Even their touchdown, which came off after Amari Rodgers muffed a punt at the Clemson 10 at the end of the third quarter, took four plays to get the ball into the end zone. Syracuse, who came into the game leading the ACC in total yards and scoring offense, was 0-for-7 on third down in the second half and just 3-for-15 overall.
“It supports the whole thing that everyone just do their job and do the little things well,” defensive coordinator Brent Venables said on Monday. “Nobody has to play like Superman. It was awesome to be able on the field at the end and keep them from moving the ball.”
The Tigers weren’t doing those things in the second quarter, when the Orange scored 10 points and totaled 149 yards to build a 16-7 halftime lead. Quarterback Eric Dungey threw for 173 yards on 16-of-23 passing in the first 30 minutes.
However, in the second half, it was a different story. With the offense trying to figure things out after starting quarterback Trevor Lawrence went out with an injury in the second quarter, it was up to the defense to get the job done and prove once again why they are considered one of the best defenses in the country.

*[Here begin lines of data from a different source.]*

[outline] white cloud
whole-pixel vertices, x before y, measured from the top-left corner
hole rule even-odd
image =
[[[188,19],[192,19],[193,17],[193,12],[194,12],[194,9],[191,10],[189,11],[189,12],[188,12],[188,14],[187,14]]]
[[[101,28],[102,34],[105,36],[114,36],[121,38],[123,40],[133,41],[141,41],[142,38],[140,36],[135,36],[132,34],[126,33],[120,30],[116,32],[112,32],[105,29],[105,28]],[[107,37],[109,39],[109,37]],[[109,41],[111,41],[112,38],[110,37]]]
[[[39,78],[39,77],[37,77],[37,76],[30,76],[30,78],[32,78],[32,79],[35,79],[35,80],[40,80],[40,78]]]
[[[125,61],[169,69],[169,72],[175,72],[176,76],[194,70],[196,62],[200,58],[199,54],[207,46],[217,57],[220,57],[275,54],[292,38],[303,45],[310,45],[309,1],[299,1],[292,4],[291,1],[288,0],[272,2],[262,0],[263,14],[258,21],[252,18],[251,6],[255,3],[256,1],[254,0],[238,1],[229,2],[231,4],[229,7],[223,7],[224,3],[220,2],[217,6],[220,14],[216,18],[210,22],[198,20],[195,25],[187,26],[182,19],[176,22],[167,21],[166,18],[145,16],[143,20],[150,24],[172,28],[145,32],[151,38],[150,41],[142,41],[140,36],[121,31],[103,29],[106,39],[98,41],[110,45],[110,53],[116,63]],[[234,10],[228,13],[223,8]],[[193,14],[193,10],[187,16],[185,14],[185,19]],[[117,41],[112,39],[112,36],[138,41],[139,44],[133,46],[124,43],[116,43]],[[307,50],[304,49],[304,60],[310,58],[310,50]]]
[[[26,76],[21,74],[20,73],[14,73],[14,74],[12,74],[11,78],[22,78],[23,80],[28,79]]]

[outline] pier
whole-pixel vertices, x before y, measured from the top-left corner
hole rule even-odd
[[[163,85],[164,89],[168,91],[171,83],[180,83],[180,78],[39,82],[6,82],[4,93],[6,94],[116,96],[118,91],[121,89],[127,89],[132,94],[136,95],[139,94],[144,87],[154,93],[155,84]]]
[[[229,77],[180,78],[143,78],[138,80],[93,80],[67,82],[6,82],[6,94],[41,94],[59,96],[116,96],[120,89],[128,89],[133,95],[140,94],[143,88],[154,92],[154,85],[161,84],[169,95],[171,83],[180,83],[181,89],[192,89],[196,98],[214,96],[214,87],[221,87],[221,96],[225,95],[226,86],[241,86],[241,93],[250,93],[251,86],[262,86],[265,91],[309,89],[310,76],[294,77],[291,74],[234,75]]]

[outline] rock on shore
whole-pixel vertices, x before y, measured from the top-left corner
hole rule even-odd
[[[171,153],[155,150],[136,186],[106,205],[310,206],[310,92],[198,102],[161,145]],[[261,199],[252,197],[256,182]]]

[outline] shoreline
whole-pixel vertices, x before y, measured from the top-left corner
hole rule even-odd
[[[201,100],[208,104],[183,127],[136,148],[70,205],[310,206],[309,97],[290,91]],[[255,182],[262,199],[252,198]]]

Though Dungey completed 10-of-15 passes, he threw for just 77 yards in the second half. The Orange ran for just 13 yards on 12 carries in the final two quarters as well. Syracuse had just three first downs.
“There is a lot of pride,” Venables said about the performance of his defense in the second half. “I’m happy for them. It is validation for doing the little things well. I think they had maybe eight possessions in the second half and we gave up the one score.
“It was fourth-and-one and if we don’t get nosey, I think we stop them. We had someone start peaking in the backfield because it was just a long and developing play and Dungey hung in there. If we just stay home, I think we had a chance to hold them out there, but I think a 27-yard drive was the longest drive they had in the second half. Again, it was just confirmation.”